Z kolei jeśli chodzi o także podniesiony w apelacji prokuratora zarzut obrazy prawa materialnego tj. przepisu art. 11 § 2 k.k. Sąd odwoławczy nie podziela argumentacji, że okoliczności zdarzenia prowadzą do wniosku, iż zachowanie oskarżonego stanowiło w istocie jeden czyn wypełniający znamiona odrębnych przepisów, co w konsekwencji obligowało Sąd Rejonowy do przyjęcia kumulatywnej kwalifikacji prawnej przy zastosowaniu przepisu art. 11 § 2 k.k. Wywód prokuratora w tym zakresie ocenić wypada bowiem jako dość powierzchowny i nieuwzględniający właściwego punktu odniesienia do dokonania analizy tego zagadnienia, który w ocenie Sadu odwoławczego winny stanowić zeznania pokrzywdzonego J. P.. Relacja ta przesądza bowiem, że o jedności czynu w tym przypadku mowy być nie może, skoro wymieniony wskazywał, iż ,, Kiedy on uderzył mnie tą rurką w głowę ja zalałem się krwią na twarz i zrobiło mi się ciemno przed oczami. On po tym jak mnie uderzył zaczął do mnie mówić skurwysynu oddaj plecak, w plecaku było 850 złotych i znowu się zamachnął na mnie. Ja już oprzytomniałem i odepchnąłem go od siebie”, a następnie dodał ,, Ten mężczyzna uderzył mnie tylko trzy razy, kiedy wychodził z dworca powiedział do mnie, że jeżeli za godzinę jak wróci nie będzie tego plecaka to mi poderżnie gardło”. Wyraźnie widać więc choć niewielki to jednak zauważalny odstęp czasowy pomiędzy wyszczególnionymi w akcie oskarżenia działaniami oskarżonego, co nie pozwala uznać ich za jeden czyn w rozumieniu przepisu art. 11 § 2 k.k.

Konsekwencją powyższych ocen prawnych pozostaje odrzucenie również argumentacji prokuratora żądającej wymierzenia surowszej kary pozbawienia wolności, skoro oskarżyciel swoje żądanie odnosił do czynów surowiej kwalifikowanych, które w efekcie rozpoznania apelacji nie zostały jednak przypisane oskarżonemu.

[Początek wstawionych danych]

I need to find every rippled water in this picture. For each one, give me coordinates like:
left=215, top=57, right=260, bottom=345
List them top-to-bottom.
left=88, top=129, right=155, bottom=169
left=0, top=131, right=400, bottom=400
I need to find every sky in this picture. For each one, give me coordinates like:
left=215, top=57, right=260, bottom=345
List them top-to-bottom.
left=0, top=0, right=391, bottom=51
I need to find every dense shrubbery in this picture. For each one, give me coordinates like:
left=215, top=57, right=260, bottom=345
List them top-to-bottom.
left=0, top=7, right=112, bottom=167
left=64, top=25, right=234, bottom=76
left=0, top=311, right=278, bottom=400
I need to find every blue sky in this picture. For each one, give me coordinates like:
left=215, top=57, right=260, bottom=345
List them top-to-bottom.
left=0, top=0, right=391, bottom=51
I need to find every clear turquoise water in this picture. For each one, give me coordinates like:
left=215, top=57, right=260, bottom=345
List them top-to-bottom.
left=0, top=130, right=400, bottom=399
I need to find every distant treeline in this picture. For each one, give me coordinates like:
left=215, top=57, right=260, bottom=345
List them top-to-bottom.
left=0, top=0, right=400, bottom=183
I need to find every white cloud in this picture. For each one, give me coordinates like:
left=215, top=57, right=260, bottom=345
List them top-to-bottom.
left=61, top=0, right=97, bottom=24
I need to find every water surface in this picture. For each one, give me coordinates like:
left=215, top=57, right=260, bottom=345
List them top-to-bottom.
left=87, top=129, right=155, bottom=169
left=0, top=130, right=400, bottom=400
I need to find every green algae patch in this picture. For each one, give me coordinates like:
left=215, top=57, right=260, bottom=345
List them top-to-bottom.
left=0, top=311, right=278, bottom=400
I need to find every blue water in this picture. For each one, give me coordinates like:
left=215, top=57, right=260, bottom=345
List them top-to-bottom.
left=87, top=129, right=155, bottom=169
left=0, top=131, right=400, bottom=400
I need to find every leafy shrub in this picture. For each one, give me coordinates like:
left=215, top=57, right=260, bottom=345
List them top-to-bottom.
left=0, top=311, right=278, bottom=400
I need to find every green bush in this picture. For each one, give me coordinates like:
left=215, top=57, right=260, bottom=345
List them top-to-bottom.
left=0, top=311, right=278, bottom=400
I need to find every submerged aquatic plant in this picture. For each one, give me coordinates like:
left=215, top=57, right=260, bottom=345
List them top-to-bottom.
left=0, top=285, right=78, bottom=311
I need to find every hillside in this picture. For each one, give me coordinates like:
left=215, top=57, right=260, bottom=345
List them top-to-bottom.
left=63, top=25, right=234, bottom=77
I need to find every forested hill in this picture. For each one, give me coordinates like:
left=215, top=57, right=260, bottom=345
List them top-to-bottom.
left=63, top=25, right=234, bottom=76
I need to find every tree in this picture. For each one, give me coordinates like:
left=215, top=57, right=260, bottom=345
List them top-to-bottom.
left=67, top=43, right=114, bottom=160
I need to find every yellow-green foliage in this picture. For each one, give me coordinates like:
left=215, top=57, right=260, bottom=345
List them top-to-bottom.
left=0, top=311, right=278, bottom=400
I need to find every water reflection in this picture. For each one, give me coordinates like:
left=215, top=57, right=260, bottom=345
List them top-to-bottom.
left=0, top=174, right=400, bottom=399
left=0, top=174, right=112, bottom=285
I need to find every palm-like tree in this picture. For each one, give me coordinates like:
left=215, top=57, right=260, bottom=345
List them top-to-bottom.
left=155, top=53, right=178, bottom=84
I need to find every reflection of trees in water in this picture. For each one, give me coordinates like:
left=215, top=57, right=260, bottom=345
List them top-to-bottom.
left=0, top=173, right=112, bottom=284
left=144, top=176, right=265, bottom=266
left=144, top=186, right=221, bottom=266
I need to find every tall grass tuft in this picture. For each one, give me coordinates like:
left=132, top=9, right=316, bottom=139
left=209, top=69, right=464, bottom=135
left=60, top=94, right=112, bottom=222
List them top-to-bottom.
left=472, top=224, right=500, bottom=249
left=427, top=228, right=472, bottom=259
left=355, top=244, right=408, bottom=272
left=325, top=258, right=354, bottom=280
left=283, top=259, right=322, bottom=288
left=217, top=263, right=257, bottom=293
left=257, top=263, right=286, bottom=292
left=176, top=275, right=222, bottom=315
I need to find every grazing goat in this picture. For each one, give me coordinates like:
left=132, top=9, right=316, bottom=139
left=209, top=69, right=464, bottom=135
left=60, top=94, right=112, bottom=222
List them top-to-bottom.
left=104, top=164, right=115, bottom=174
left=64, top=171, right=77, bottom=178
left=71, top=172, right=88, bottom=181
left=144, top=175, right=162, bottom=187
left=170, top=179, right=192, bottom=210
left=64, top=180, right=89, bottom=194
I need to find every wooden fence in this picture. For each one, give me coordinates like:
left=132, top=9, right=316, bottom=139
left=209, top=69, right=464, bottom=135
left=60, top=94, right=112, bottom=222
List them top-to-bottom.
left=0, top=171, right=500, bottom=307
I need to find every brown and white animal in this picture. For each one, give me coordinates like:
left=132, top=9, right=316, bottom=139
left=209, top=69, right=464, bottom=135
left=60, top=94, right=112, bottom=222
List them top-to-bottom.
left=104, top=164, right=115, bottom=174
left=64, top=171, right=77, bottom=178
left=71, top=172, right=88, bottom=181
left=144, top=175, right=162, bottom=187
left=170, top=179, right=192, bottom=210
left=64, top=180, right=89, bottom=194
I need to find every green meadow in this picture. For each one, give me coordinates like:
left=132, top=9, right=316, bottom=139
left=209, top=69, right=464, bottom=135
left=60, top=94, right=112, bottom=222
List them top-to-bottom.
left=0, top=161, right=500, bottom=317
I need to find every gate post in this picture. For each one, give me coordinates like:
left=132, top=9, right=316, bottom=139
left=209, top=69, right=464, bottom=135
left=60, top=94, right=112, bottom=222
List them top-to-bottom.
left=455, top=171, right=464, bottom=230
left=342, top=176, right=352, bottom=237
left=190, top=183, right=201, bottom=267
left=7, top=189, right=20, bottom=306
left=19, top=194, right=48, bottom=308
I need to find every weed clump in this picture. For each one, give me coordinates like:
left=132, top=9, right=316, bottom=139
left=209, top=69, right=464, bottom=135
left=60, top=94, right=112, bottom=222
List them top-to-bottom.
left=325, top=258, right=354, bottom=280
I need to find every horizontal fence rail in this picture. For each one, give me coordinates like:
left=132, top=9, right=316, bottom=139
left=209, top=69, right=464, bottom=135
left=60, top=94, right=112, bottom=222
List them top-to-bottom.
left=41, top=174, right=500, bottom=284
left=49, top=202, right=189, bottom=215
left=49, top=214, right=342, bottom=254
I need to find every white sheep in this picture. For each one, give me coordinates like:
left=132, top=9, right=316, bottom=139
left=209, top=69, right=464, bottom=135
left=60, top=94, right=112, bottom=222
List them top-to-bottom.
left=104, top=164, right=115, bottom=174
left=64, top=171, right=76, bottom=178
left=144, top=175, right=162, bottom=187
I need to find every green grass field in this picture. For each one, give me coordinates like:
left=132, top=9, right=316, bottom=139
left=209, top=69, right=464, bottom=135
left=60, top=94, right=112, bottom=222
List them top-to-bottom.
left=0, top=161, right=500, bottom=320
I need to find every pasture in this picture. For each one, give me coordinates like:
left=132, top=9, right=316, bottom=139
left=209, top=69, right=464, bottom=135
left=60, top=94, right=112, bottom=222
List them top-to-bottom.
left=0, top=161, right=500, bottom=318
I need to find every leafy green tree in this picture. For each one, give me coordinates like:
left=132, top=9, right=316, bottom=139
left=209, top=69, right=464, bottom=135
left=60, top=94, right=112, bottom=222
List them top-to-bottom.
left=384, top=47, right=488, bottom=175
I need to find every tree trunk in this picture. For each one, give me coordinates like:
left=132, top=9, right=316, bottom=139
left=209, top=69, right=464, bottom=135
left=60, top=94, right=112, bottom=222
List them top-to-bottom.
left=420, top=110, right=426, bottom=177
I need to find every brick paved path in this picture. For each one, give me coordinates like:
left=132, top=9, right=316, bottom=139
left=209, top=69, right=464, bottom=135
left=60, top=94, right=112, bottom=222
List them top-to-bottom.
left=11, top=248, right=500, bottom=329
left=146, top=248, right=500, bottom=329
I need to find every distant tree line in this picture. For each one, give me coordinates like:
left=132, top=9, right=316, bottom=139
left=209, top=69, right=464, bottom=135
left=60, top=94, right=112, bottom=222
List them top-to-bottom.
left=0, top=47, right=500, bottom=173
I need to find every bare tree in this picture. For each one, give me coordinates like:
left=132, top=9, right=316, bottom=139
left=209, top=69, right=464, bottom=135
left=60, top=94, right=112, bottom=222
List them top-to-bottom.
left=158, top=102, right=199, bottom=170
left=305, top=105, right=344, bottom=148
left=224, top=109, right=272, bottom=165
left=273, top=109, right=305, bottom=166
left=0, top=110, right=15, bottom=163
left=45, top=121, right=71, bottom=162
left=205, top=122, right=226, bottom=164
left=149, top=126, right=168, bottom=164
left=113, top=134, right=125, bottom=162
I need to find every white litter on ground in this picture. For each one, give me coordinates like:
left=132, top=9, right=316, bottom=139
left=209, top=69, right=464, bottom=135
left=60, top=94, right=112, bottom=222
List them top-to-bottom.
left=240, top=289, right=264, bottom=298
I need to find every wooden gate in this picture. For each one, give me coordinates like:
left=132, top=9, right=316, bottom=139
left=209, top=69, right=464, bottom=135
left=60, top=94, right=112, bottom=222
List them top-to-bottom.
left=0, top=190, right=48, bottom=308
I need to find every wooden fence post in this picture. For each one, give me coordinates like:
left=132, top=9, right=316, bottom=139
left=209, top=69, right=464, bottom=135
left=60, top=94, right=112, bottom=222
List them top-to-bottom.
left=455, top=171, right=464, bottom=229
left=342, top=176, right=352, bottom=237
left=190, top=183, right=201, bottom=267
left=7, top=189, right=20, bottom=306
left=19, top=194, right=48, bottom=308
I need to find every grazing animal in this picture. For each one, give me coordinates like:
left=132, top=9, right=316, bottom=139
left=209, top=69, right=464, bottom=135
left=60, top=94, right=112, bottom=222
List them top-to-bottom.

Zatem wręcz przeciwnie, niewątpliwie wysoce korzystna dla sprawcy ocena prawna czynów musiała mieć wpływ na wymierzoną karę, czyni bowiem stopień szkodliwości społecznej czynów oskarżonego umniejszonym oraz pozwala na mniej pejoratywną ocenę zachowania sprawcy. Sąd odwoławczy uznał, iż kara łączna 6 miesięcy pozbawienia wolności z warunkowym zawieszeniem jej wykonania na okres roku próby będzie wystarczającą reakcją karną na popełnione przez oskarżonego występki. Zobowiązanie oskarżonego do informowania sądu o przebiegu okresu próby umożliwi natomiast kontrolę oskarżonego oraz wesprze proces resocjalizacji. Oczywiście dotychczasowy sposób życia oskarżonego pozostaje okolicznością rozważaną przy zastosowaniu dobrodziejstwa probacji, niemniej w tym zakresie nie uwzględniono uwag prokuratora co do postrzegania P. B. jako osoby karanej za uprzednie naruszanie porządku prawnego poza granicami kraju, skoro w aktualnych danych o karalności oskarżonego, zażądanych w styczniu 2019 r. (k. 325), nie odnotowano żadnego wyroku skazującego, w tym również wydanego w innym państwie członkowskim UE. Trudno więc mówić o znaczącej demoralizacji oskarżonego wymagającej orzeczenia wobec niego detencji, a w takiej sytuacji bezwzględna kara pozbawienia wolności poza separacją oskarżonego od społeczeństwa nie spełniłaby zwłaszcza funkcji wychowawczych.

Sąd Okręgowy zwolnił oskarżonego P. B. od uiszczenia kosztów sądowych z uwagi na zasady słuszności wobec uwzględnienia co do zasady jego apelacji.